Neuroimaging may help distinguish the cause of stroke. Cardioembolic stroke was associated with the presence of cortex-involved lesions with territorial distribution or confluent lesion (>15 mm) with additional lesions involving multiple vascular territories.[10,11]
In this imaging study of China Atrial Fibrillation Screening in Acute Ischemic Stroke Patients (CRIST) trial, we aimed to investigate the associations between the cortex-involved lesion on diffusion-weighted image (DWI), which indirectly suggests embolism mechanism of the index event, and the characteristics of AF (before or after stroke, persistent more or less than 24 h).
This study was conducted in accordance with the Declaration of Helsinki and was approved by the Ethics Committee of Beijing Tiantan Hospital.
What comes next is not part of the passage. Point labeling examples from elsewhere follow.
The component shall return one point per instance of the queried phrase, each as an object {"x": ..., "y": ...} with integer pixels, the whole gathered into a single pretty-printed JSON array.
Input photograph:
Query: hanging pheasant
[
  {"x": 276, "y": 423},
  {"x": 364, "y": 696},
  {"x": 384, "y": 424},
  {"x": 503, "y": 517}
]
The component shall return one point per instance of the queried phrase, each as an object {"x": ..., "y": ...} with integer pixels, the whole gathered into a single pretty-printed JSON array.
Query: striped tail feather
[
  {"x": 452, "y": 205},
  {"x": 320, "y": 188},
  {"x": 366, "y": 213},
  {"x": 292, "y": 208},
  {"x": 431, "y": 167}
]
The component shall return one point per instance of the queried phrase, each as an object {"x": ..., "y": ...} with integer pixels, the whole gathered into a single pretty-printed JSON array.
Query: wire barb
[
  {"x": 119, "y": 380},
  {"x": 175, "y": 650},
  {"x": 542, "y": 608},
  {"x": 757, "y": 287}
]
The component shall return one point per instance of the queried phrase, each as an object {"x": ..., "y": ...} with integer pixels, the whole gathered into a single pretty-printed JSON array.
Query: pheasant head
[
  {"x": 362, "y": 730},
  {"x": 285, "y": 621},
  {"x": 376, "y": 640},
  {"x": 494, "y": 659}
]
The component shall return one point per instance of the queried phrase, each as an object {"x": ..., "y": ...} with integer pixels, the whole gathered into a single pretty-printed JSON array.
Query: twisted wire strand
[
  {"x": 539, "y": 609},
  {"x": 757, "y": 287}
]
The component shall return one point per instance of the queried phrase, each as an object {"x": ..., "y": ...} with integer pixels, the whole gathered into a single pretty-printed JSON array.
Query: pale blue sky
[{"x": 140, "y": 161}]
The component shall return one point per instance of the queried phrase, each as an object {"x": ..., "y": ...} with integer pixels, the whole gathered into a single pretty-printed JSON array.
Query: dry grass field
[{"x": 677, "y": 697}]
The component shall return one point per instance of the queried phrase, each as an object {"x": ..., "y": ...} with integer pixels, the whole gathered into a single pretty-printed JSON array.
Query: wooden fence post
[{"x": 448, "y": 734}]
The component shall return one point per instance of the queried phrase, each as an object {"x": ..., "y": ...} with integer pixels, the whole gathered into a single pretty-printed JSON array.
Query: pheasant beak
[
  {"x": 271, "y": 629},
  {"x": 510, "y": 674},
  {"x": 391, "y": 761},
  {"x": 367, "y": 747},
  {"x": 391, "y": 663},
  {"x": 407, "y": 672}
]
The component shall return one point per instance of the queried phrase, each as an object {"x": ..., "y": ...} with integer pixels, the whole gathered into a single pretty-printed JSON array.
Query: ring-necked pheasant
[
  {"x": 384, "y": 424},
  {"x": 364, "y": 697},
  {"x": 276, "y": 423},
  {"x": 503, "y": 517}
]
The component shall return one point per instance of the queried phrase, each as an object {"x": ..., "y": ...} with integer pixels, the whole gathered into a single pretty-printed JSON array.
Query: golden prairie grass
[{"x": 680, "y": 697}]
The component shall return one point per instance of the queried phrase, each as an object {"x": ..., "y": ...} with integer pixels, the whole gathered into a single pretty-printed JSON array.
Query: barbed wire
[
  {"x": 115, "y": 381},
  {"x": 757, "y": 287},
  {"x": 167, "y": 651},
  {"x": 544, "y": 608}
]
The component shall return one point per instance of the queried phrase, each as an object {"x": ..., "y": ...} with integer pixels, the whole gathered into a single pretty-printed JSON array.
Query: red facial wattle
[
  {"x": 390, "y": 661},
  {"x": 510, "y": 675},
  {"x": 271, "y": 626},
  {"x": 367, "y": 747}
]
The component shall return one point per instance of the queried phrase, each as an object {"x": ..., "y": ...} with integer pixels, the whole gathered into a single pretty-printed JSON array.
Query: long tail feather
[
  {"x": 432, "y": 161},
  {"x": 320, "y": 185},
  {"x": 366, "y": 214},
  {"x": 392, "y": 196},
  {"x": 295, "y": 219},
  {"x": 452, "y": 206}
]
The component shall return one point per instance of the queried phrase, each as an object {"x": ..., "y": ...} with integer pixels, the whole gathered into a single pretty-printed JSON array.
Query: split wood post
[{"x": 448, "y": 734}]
Informed written consent was obtained from all subjects or their next of kin if the consent from the patient was unavailable.
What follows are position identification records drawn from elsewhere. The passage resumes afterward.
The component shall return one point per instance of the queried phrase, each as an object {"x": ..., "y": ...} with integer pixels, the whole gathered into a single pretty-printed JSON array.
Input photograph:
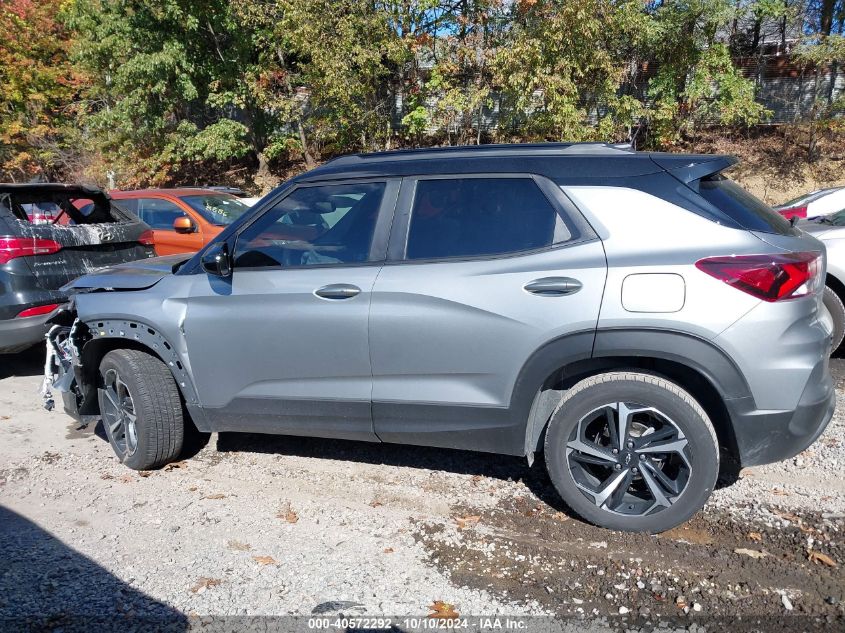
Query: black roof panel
[{"x": 558, "y": 161}]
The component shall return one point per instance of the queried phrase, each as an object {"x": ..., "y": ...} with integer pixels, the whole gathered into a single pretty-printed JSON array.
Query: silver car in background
[
  {"x": 830, "y": 229},
  {"x": 636, "y": 317}
]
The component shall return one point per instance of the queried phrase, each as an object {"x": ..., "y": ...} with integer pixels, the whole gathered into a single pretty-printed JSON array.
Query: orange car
[{"x": 182, "y": 220}]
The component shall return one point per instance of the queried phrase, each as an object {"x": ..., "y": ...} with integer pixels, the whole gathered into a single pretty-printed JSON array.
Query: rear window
[
  {"x": 52, "y": 206},
  {"x": 743, "y": 208}
]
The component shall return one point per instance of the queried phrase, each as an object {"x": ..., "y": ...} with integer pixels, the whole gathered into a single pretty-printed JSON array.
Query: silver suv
[{"x": 637, "y": 317}]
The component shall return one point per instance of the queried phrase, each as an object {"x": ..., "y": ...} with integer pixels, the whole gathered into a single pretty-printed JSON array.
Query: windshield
[{"x": 219, "y": 209}]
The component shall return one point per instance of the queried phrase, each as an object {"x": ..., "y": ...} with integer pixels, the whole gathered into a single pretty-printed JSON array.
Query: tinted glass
[
  {"x": 742, "y": 207},
  {"x": 130, "y": 204},
  {"x": 158, "y": 213},
  {"x": 332, "y": 224},
  {"x": 219, "y": 209},
  {"x": 467, "y": 217}
]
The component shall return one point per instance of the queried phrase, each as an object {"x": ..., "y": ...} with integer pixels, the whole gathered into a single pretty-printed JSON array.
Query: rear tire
[
  {"x": 836, "y": 309},
  {"x": 646, "y": 470},
  {"x": 141, "y": 409}
]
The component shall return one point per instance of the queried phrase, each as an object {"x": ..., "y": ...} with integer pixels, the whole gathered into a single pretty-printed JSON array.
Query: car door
[
  {"x": 160, "y": 213},
  {"x": 483, "y": 271},
  {"x": 282, "y": 346}
]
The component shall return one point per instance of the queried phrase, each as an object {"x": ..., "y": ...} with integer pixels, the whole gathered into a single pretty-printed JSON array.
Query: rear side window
[
  {"x": 746, "y": 210},
  {"x": 470, "y": 217}
]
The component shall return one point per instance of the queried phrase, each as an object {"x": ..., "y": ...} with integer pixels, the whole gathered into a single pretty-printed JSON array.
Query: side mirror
[
  {"x": 216, "y": 261},
  {"x": 183, "y": 224}
]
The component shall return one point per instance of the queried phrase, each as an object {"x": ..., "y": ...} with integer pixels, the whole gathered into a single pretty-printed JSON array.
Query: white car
[{"x": 814, "y": 204}]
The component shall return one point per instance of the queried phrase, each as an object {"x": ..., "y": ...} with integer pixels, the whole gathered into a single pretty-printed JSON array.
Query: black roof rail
[{"x": 502, "y": 149}]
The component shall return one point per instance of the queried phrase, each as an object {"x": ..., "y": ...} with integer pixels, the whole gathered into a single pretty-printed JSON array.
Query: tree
[
  {"x": 562, "y": 66},
  {"x": 163, "y": 86},
  {"x": 696, "y": 80},
  {"x": 38, "y": 83}
]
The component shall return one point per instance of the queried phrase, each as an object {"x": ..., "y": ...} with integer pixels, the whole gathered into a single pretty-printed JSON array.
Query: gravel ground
[{"x": 260, "y": 525}]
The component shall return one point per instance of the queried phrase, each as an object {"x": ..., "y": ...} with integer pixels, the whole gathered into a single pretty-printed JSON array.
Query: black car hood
[{"x": 138, "y": 275}]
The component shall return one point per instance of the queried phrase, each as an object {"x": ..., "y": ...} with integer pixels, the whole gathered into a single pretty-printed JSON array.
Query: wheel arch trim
[
  {"x": 139, "y": 333},
  {"x": 611, "y": 346}
]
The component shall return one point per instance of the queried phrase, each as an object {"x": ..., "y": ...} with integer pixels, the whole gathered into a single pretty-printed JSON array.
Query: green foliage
[
  {"x": 38, "y": 83},
  {"x": 166, "y": 90}
]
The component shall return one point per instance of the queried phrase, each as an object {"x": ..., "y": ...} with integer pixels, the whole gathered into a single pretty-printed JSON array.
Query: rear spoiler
[{"x": 692, "y": 167}]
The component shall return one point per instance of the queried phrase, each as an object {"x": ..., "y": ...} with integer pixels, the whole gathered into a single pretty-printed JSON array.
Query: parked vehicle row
[
  {"x": 637, "y": 317},
  {"x": 39, "y": 254}
]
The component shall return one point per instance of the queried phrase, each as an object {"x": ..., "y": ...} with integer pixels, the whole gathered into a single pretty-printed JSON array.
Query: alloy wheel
[
  {"x": 628, "y": 458},
  {"x": 118, "y": 410}
]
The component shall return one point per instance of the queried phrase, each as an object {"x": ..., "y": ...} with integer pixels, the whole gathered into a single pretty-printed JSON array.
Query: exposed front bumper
[
  {"x": 764, "y": 437},
  {"x": 18, "y": 334}
]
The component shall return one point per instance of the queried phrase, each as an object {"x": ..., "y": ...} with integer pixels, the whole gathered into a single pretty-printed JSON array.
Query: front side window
[
  {"x": 326, "y": 224},
  {"x": 218, "y": 209},
  {"x": 469, "y": 217},
  {"x": 159, "y": 213}
]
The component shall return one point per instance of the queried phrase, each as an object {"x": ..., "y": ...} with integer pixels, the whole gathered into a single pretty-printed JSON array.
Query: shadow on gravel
[
  {"x": 454, "y": 461},
  {"x": 46, "y": 585},
  {"x": 29, "y": 362}
]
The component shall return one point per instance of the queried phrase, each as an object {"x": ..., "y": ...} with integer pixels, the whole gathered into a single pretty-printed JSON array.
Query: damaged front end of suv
[{"x": 81, "y": 333}]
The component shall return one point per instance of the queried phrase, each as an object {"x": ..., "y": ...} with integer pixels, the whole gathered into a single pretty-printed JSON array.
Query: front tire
[
  {"x": 141, "y": 409},
  {"x": 631, "y": 451}
]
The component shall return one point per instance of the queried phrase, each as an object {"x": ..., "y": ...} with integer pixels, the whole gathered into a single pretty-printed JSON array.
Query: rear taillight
[
  {"x": 768, "y": 277},
  {"x": 12, "y": 247},
  {"x": 146, "y": 238},
  {"x": 38, "y": 311},
  {"x": 793, "y": 212}
]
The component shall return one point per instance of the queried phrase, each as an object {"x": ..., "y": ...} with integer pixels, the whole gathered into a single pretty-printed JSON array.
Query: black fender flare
[
  {"x": 142, "y": 334},
  {"x": 584, "y": 353}
]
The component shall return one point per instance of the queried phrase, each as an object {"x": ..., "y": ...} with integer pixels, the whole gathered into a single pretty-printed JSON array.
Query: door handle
[
  {"x": 553, "y": 286},
  {"x": 337, "y": 291}
]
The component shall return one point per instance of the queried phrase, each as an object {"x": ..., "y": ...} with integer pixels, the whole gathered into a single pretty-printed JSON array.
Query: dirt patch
[{"x": 717, "y": 565}]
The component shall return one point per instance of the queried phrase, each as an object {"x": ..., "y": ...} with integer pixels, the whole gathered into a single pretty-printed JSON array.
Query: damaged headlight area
[{"x": 63, "y": 366}]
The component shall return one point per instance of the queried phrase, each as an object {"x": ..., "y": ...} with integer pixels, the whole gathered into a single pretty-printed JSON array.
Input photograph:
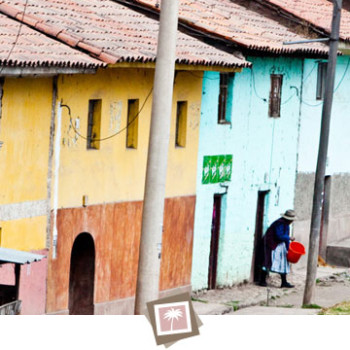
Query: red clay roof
[
  {"x": 245, "y": 23},
  {"x": 34, "y": 49},
  {"x": 110, "y": 32},
  {"x": 316, "y": 12}
]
This was an imaging study of the CRIST trial. Between October 2013 and June 2015, 1511 acute ischemic stroke or TIA patients within 7 days after stroke onset at 20 Chinese hospitals were enrolled in this prospective, multicenter cohort, cross-sectional study. Initially, a total of 1556 patients were included in this study. Among them, 305 patients were diagnosed with AF by 6-day Holter monitoring. Those who were with required magnetic resonance imaging sequences (n = 243) were enrolled in our study [Figure 1].
AF was diagnosed as ≥1 period of absolute arrhythmia without detectable P-waves (episodes >30 s duration interpreted by Holter and episodes <30 s required manual review of all possible AF events). Previously known AF was diagnosed according to the medical history reported by the patients and the prior available medical records.
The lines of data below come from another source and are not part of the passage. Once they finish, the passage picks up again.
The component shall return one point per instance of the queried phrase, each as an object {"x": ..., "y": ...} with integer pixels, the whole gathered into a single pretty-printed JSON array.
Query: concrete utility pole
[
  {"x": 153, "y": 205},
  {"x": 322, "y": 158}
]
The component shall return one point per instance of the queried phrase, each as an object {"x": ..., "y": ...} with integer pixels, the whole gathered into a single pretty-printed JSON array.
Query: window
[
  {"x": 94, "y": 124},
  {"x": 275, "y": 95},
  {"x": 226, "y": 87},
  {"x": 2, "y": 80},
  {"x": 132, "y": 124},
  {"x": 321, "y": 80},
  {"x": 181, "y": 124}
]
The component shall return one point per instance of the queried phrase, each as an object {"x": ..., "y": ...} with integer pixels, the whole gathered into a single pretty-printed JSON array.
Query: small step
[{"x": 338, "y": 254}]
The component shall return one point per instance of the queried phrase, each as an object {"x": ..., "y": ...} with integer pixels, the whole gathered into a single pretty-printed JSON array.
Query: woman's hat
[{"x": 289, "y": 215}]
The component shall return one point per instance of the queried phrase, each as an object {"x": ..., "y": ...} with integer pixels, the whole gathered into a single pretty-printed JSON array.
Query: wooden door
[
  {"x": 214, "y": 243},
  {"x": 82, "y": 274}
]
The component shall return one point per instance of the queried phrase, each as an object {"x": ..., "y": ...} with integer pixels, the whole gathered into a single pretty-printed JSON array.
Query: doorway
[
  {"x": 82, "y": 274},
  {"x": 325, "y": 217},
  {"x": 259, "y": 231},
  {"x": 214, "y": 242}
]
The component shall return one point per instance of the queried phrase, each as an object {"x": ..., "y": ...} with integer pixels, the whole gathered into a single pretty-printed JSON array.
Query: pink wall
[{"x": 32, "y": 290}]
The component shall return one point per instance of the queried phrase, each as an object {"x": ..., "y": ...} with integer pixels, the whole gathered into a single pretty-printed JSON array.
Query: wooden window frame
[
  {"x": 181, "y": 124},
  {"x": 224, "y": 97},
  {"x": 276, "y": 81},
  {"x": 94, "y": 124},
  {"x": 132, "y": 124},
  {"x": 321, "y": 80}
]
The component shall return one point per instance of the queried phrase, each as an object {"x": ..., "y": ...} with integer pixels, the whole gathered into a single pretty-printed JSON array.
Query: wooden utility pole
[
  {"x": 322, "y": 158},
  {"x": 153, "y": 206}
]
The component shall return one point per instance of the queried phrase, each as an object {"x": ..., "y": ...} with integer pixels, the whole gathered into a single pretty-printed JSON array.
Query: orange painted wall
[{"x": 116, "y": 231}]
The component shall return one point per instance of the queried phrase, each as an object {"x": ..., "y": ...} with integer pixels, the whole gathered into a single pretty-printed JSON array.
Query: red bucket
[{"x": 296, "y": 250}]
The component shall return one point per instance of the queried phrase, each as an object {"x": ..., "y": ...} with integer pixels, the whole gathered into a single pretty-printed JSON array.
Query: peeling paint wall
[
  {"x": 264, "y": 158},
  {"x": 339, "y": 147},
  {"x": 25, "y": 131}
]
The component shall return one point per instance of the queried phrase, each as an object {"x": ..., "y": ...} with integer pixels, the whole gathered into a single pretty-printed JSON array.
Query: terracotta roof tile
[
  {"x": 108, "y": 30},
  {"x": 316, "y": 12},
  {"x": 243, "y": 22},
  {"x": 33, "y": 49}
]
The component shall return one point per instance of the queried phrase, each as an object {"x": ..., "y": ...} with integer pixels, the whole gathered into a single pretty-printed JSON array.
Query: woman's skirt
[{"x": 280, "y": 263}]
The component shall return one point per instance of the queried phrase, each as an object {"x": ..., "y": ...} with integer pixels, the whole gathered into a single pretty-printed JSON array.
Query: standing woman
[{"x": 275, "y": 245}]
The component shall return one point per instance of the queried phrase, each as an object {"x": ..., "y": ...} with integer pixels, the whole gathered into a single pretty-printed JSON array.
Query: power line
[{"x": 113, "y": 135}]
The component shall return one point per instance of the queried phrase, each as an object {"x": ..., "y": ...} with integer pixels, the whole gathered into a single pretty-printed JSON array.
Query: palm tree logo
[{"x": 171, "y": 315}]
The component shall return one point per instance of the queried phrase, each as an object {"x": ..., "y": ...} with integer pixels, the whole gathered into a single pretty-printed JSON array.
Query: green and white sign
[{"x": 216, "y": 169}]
Clinical information such as demographic information, stroke risk factors, detailed medical history, and treatments were assessed as previously described.
The 6-day Holter monitoring initiated within 7 days after the index event using a commercially available 3-lead monitor device (iHolter, Yocaly Information Science & Technology Co., Ltd., Jinan, Shandong, China). Two investigators from central core laboratory analyzed the electrocardiograph (ECG) recordings blindly using dedicated analysis software (DoctorClient, Software version 220.127.116.11, Yocaly Information Science & Technology Co., Ltd.). All ECG recordings with suspected AF were subsequently evaluated by another independent observer. The first time and longest duration of bursts of AF for each patient were also recorded.
MRI was performed using a 1.5-T or a 3.0-T system. The cortex-involved lesion was defined as cortical or cortical-subcortical territorial hyperintense lesions. Infratentorial cortex-involved lesion was defined as a lesion involving the cerebellar cortex. Two stroke specialists blinded to the clinical information reviewed the image; any disagreements were resolved by a third stroke specialist.
Categorical and range variables were reported as absolute number and frequencies (%), and continuous variables were reported as mean ± standard deviation (SD) for normal distribution data and median (Q1, Q3) for abnormal distribution data. Intergroup differences were assessed using the Chi-squared test for categorical variables, and Student's t test or Kruskal-Wallis test for continuous variables. Adjusted large artery atherosclerosis as confounding factor, the associations between cortex-involved lesions, vascular risk factors, and the subtype of AF were evaluated by univariate and multivariate regression analyses. In multivariate logistic regression, the odds ratios (ORs) and 95% confidence intervals (CIs) were used to calculate the probability values. A probability value of ≤0.05 was considered statistically significant. Statistical analysis was performed using SAS version 9.2 (SAS Institute Inc., Cary, NC, USA).
Among 243 acute ischemic stroke patients with AF, 190 (78.19%) were known AF and 53 (21.81%) were newly detected AF. There were 28 (52.83%) with AF persistent >24 h and 25 (47.17%) persistent ≤24 h in newly detected AF [Figure 1]. Patients with newly detected AF were likely to have a fewer history of stroke or TIA (16.98% vs. 36.31%, P = 0.008) and lower fasting blood glucose (5.91 ± 1.83 mmol/L vs. 6.75 ± 3.83 mmol/L, P = 0.030) than patients with known AF; other characteristics on baseline were similar between two groups (Table 1).
Comparison of demographic information, stroke risk factors, detailed medical history, and lab results between cortex-involved lesions and non-cortex-involved lesions are presented in Table 2. Among these 243 patients, 102 (41.98%) patients were with cortex-involved lesions. In these 102 patients with cortex-involved lesion, 38 (37.25%) were newly detected AF and further divided by duration of AF: 21 with AF persistent >24 h and 17 with AF ≤24 h. Compared with patients with non-cortex involved lesions, patients with cortex-involved lesions had more newly detected AF, either persistent >24 h (P < 0.001) or ≤24 h (P = 0.008). According to univariate regression analysis, patients with cortex-involved lesions presented more frequently with proteinuria (41.18% vs. 20.57%, P < 0.001), and less frequently with history of diabetes (13.73% vs. 27.66%, P = 0.009) and ischemic stroke or TIA (23.53% vs. 38.30%, P = 0.015). Patients with non-cortex-involved lesions had higher glycosylated hemoglobin (6.88 ± 1.88% vs. 6.04 ± 1.05%, P < 0.001), fasting blood glucose (7.18 ± 4.31 mmol/L vs. 5.72 ± 1.53 mmol/L, P < 0.001), and low-density lipoprotein (2.75 ± 0.79 mmol/L vs. 2.53 ± 0.88 mmol/L, P = 0.036).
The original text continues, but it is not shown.